Published Wednesday, April 3, 2019 9:30AM EDT
Optometrists have seen a dramatic jump in the number of children suffering from dry eyes and too much screen time could be to blame.
Dry eye, which happens when the eye does not produce enough tears to lubricate it, typically occurs in adults in their 50s and 60s, by eye doctors are now seeing patients as young as 10 with the condition.
And while there are no studies to show exact figures, Canadian optometrists have reported a rise anecdotally.
“There was a study done in Korea in 2016 that looked at this very issue and they’re finding that when kids are using their electronic devices they’re typically staring at them so the blink pattern becomes less frequent, their blinks are less complete,” optometrist Dr.
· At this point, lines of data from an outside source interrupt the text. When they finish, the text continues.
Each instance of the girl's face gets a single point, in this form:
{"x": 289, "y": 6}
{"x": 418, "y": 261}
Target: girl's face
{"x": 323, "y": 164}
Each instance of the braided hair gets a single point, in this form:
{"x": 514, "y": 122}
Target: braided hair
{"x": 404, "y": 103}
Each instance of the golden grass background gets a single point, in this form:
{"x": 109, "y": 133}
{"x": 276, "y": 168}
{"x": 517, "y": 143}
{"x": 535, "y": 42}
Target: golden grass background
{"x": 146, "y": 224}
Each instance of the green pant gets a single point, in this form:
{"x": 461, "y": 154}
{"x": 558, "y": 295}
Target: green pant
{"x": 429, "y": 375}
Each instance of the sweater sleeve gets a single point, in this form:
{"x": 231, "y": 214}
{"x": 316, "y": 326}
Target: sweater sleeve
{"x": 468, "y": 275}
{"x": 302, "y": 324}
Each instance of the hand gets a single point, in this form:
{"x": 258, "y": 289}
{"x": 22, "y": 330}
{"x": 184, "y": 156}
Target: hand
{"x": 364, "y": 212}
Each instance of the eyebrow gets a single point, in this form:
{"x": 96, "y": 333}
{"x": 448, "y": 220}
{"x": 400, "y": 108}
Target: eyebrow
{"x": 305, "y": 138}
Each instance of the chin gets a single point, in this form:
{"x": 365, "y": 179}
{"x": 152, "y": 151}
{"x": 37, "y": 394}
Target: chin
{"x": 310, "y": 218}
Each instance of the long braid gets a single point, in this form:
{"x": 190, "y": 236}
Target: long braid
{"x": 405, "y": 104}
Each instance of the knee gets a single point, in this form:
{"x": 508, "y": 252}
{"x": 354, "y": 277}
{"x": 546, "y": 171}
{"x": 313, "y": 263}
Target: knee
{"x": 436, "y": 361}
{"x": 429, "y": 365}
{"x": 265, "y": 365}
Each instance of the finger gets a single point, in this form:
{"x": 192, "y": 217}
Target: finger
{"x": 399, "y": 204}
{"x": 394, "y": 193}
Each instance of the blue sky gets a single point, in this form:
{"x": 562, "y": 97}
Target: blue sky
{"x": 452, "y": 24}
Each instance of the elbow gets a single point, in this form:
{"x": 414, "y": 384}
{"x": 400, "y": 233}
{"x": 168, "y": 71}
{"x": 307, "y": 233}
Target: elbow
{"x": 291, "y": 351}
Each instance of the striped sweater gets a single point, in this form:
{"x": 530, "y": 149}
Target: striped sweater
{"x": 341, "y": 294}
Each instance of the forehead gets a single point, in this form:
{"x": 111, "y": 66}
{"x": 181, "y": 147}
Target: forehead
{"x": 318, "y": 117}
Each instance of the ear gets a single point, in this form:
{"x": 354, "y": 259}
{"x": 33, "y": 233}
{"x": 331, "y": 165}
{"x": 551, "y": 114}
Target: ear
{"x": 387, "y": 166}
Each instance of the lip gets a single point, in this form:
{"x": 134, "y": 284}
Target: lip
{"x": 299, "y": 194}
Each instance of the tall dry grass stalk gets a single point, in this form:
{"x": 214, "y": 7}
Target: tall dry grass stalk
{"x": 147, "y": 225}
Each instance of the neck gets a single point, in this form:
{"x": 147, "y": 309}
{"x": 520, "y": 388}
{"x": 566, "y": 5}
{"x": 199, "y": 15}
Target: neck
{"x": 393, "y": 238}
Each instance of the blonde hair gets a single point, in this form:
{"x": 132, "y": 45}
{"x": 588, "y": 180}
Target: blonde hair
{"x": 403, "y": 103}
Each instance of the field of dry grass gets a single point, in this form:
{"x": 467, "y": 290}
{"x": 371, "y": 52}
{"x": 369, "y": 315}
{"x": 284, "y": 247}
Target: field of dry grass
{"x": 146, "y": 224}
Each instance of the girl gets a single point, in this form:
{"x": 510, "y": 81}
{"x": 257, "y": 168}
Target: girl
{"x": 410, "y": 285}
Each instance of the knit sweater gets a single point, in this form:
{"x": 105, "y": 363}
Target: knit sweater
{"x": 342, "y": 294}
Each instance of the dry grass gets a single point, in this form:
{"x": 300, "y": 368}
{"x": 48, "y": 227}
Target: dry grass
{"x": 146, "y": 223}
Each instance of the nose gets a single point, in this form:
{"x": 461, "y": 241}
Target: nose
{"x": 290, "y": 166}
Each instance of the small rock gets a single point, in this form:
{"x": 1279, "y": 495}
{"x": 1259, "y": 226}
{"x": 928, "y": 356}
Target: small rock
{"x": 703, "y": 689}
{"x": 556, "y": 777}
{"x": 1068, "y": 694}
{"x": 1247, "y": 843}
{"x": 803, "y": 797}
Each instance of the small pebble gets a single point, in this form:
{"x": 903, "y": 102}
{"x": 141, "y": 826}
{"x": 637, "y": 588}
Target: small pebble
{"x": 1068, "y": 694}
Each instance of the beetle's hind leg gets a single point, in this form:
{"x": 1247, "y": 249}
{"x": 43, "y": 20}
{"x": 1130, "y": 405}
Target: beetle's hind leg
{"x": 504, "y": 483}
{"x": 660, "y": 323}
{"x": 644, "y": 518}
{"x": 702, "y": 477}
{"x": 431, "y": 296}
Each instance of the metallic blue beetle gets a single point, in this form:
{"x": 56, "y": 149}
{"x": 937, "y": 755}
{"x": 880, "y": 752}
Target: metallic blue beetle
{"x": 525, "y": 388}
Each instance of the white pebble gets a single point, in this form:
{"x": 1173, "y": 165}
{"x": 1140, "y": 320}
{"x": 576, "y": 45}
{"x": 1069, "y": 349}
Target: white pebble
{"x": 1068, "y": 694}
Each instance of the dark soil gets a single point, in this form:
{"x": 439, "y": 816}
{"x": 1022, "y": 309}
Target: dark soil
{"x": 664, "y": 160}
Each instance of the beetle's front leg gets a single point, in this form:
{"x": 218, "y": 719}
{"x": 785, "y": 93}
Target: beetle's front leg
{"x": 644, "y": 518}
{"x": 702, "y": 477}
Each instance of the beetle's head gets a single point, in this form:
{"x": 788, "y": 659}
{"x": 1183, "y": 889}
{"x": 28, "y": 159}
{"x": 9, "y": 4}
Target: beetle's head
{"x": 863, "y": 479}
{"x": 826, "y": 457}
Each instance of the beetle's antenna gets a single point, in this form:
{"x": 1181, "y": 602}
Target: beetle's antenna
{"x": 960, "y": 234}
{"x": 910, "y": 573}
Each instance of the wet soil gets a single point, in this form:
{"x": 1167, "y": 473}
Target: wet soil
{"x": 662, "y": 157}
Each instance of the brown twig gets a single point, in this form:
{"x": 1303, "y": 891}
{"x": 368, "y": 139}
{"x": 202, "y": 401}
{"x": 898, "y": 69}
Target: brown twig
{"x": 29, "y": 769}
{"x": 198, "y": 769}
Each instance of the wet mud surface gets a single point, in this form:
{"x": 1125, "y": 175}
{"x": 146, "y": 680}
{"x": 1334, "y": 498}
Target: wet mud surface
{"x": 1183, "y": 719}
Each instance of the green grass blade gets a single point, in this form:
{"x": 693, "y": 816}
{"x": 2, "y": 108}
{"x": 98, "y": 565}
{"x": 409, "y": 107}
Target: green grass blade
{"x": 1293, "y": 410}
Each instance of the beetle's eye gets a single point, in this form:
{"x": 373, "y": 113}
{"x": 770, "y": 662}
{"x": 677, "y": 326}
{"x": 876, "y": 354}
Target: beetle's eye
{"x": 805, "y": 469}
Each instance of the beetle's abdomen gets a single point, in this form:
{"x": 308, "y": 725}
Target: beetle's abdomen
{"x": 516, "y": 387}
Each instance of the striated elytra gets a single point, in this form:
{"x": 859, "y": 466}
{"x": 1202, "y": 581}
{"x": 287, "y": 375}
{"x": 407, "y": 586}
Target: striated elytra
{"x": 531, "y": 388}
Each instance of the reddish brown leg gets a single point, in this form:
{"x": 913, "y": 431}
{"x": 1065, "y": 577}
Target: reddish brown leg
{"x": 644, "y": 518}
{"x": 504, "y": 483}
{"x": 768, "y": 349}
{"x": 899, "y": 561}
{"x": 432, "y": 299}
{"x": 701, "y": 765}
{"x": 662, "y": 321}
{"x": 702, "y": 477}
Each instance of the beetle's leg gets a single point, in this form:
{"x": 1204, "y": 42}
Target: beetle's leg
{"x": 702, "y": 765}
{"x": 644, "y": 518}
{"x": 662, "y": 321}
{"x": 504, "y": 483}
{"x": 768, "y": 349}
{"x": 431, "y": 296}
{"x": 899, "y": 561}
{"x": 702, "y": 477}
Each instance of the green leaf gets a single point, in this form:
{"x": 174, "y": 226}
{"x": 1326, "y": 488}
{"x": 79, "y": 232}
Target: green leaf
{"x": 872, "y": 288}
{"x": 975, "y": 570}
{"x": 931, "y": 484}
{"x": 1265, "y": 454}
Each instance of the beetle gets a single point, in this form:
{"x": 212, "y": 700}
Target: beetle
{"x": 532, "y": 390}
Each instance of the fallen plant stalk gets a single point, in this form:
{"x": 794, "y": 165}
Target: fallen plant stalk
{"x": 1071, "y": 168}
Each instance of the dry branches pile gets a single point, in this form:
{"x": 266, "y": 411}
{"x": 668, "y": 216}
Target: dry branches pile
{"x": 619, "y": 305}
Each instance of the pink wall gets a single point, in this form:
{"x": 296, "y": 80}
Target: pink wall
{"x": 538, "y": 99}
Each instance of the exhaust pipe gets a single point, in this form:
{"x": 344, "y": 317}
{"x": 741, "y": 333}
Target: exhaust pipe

Joseph Chan told CTV’s Your Morning.
“And so we are seeing a rise in symptoms related to dry eye in children and they’re coming into the office a little bit more regularly than they should be.”
Symptoms of dry eye include occasional feelings of dryness, itchiness, irritation or fatigue.
“The things that you need to watch out for in children are symptoms like gritty eyes, sandy tired eyes, if your child is rubbing their eyes a lot, if they’re complaining of soreness,” Dr. Chan said.
“These are the kind of indicators that there might be a larger issue, particularly with dry eye.”
Chronic dry eye can lead to damage to the surface of the eye and reduced productivity.
“When their (kids) eyes are fatigued, when they’re tired, they’re not able to do their homework and perhaps their performance in school can be affected as well,” Dr. Chan said.
If untreated, it can lead to issues ranging from constant discomfort to vision impairment.
The Canadian Association of Optometrists has screen time guidelines for children.
The association recommends no screen time at all for newborns to two years old, with the exception of video chats for the potential for social development.
Kids aged two to five should spend no more than one hour per day of educational and supervised viewing and children aged five to 18 should spend no more than two hours per day on recreational screen time.
“One of the first thing parents should be considering is taking their children to a doctor of optometry to make sure there’s no underlying eye issues,” Dr. Chan said.
He also recommended the 20-20-20 rule: every 20 minutes the child should take a screen break and stare at something 20 feet away for at least 20 seconds.
Using bigger screens, further away is better for the eyes.
“When you’re looking at a screen that’s closer the eyes have to come together which creates even more effort for the eyes,” Dr. Chan said.